A Graph Minor Perspective to Multicast Network Coding

Network Coding encourages information coding across a communication network. While the necessity, benefit and complexity of network coding are sensitive to the underlying graph structure of a network, existing theory on network coding often treats the network topology as a black box, focusing on algebraic or information theoretic aspects of the problem. This work aims at an in-depth examination of the relation between algebraic coding and network topologies.

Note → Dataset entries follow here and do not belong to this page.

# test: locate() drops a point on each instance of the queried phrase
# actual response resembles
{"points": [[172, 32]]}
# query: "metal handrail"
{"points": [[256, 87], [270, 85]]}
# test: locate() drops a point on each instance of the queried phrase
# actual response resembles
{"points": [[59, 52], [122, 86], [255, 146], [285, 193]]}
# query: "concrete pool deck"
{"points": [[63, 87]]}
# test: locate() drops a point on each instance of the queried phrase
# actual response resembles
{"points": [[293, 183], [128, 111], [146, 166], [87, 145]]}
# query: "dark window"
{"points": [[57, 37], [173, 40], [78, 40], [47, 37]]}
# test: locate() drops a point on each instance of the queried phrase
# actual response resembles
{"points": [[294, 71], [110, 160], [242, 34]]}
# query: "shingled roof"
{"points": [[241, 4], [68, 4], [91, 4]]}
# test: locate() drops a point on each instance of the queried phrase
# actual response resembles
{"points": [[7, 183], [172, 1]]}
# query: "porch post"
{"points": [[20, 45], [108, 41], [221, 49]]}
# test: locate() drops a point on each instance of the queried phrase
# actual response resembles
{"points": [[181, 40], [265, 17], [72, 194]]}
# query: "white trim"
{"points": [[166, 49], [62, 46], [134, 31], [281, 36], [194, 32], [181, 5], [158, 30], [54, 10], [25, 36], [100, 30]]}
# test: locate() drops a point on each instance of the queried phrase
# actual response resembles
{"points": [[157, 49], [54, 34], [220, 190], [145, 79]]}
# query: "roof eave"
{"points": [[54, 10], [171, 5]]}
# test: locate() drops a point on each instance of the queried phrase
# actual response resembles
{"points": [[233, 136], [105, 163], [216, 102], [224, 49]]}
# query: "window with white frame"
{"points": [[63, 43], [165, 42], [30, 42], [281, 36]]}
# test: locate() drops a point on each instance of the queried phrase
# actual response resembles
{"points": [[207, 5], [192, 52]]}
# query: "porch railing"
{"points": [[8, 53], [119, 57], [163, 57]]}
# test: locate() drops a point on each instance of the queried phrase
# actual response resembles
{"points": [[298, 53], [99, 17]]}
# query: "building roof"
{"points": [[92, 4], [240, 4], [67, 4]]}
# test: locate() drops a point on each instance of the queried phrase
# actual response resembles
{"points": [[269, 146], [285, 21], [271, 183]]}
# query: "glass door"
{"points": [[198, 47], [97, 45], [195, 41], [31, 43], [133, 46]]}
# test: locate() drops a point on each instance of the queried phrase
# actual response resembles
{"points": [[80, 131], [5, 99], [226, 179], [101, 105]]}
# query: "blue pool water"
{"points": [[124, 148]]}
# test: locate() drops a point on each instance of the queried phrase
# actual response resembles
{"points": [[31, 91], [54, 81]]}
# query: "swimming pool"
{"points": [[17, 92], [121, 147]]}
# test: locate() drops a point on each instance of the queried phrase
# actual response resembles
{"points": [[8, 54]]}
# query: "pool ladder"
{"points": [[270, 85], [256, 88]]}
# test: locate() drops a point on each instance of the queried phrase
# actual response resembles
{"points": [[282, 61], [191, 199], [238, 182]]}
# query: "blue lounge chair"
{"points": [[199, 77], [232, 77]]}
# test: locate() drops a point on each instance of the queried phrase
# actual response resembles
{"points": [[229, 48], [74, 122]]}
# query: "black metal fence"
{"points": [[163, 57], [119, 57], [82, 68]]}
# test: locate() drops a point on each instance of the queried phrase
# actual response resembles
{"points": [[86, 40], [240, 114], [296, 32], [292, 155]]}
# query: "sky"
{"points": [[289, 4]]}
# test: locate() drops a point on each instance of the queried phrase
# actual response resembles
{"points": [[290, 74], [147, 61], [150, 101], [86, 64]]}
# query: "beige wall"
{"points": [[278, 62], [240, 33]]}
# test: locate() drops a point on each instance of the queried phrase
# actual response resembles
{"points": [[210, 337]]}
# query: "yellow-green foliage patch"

We mathematically establish a series of results along the direction of: if network coding is necessary/beneficial, or if a particular finite field is required for coding, then the network must have a corresponding hidden structure embedded in its underlying topology, and such embedding is computationally efficient to verify. Specifically, we first formulate a meta-conjecture, the NC-Minor Conjecture, that articulates such a connection between graph theory and network coding, in the language of graph minors. We next prove that the NC-Minor Conjecture is almost equivalent to the Hadwiger Conjecture, which connects graph minors with graph coloring. Such equivalence implies the existence of $K_4$, $K_5$, $K_6$, and $K_{O(q/\log{q})}$ minors, for networks requiring $\mathbb{F}_3$, $\mathbb{F}_4$, $\mathbb{F}_5$ and $\mathbb{F}_q$, respectively. We finally prove that network coding can make a difference from routing only if the network contains a $K_4$ minor, and this minor containment result is tight. Practical implications of the above results are discussed.